The Three-Armed Medic
The three-armed medic is an autonomous assistant for paramedics and EMTs. Sometimes an extra hand could be useful for doing tasks like passing tools. In this project combined state-of-the-art computer vision with robot motion planning. The robot would respond to verbal commands by locating the desired medical tool in the scene and then picking it up and placing it in the user’s hand. The system runs on ROS2 and uses a mixture of learned, analytically derived, and algorithmically based approaches to task and motion plan.

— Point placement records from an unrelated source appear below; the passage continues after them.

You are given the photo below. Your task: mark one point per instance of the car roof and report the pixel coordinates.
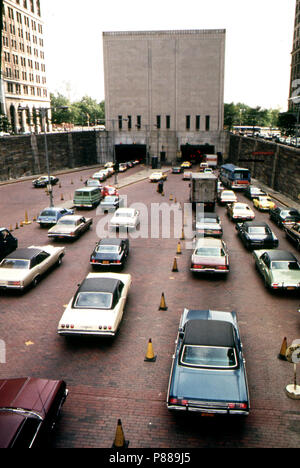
(111, 242)
(209, 333)
(99, 285)
(281, 255)
(26, 253)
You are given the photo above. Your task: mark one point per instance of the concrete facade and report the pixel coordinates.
(165, 89)
(24, 81)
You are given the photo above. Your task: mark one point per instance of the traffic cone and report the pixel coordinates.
(163, 305)
(150, 357)
(120, 441)
(283, 349)
(175, 265)
(26, 218)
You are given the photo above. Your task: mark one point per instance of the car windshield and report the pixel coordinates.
(210, 252)
(257, 230)
(209, 356)
(108, 249)
(67, 222)
(93, 300)
(48, 213)
(285, 265)
(127, 214)
(15, 263)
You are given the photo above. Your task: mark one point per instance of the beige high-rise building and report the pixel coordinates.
(164, 92)
(24, 82)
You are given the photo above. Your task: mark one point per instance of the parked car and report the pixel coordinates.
(128, 218)
(256, 235)
(210, 256)
(93, 183)
(208, 373)
(43, 181)
(177, 170)
(226, 196)
(157, 176)
(208, 224)
(264, 203)
(240, 212)
(52, 215)
(110, 253)
(97, 307)
(186, 164)
(100, 175)
(110, 203)
(293, 233)
(26, 266)
(70, 226)
(109, 190)
(8, 242)
(29, 409)
(284, 216)
(279, 269)
(253, 192)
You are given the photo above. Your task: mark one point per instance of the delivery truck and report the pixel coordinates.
(203, 189)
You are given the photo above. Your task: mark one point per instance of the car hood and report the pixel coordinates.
(198, 259)
(212, 385)
(285, 276)
(11, 274)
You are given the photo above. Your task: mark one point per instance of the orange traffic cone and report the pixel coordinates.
(163, 305)
(175, 268)
(282, 352)
(120, 441)
(150, 354)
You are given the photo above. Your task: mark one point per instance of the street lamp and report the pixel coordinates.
(43, 113)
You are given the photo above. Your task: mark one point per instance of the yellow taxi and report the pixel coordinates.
(264, 203)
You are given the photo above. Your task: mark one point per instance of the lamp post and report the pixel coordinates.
(43, 113)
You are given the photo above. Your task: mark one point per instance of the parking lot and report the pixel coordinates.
(109, 379)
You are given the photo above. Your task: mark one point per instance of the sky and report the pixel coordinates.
(259, 39)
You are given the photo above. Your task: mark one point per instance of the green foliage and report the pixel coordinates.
(241, 114)
(84, 112)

We presented a workshop paper on this project at The Evolving Landscape of Surgical Robotics workshop at ICRA 2025.
Autonomous Task Reasoning
The robot could be in different states or modes. A state machine provided rules for how the robot would transition between those modes and what skills the robot would perform to change the world state and transition to a new mode.
Object Detection
Object detection and pose estimation was done using a variety of state-of-the-art computer vision models. Hands were detecting using Google’s MediaPipe model and hand pose was calculated using the landmarks on the palm of the hand. Medical objects were detected and masked using a fine-tuned YOLOv9 model. Object poses were found by aligning masked point clouds with meshes of the objects using an iterative closest point (ICP) algorithm.
Motion Planning
The robot senses the environment using a fixed RGB-D camera. This camera is used to locate both objects and obstacles in the scene. The MoveIt motion planner generates collision free trajectories to pick and handover the requested tool.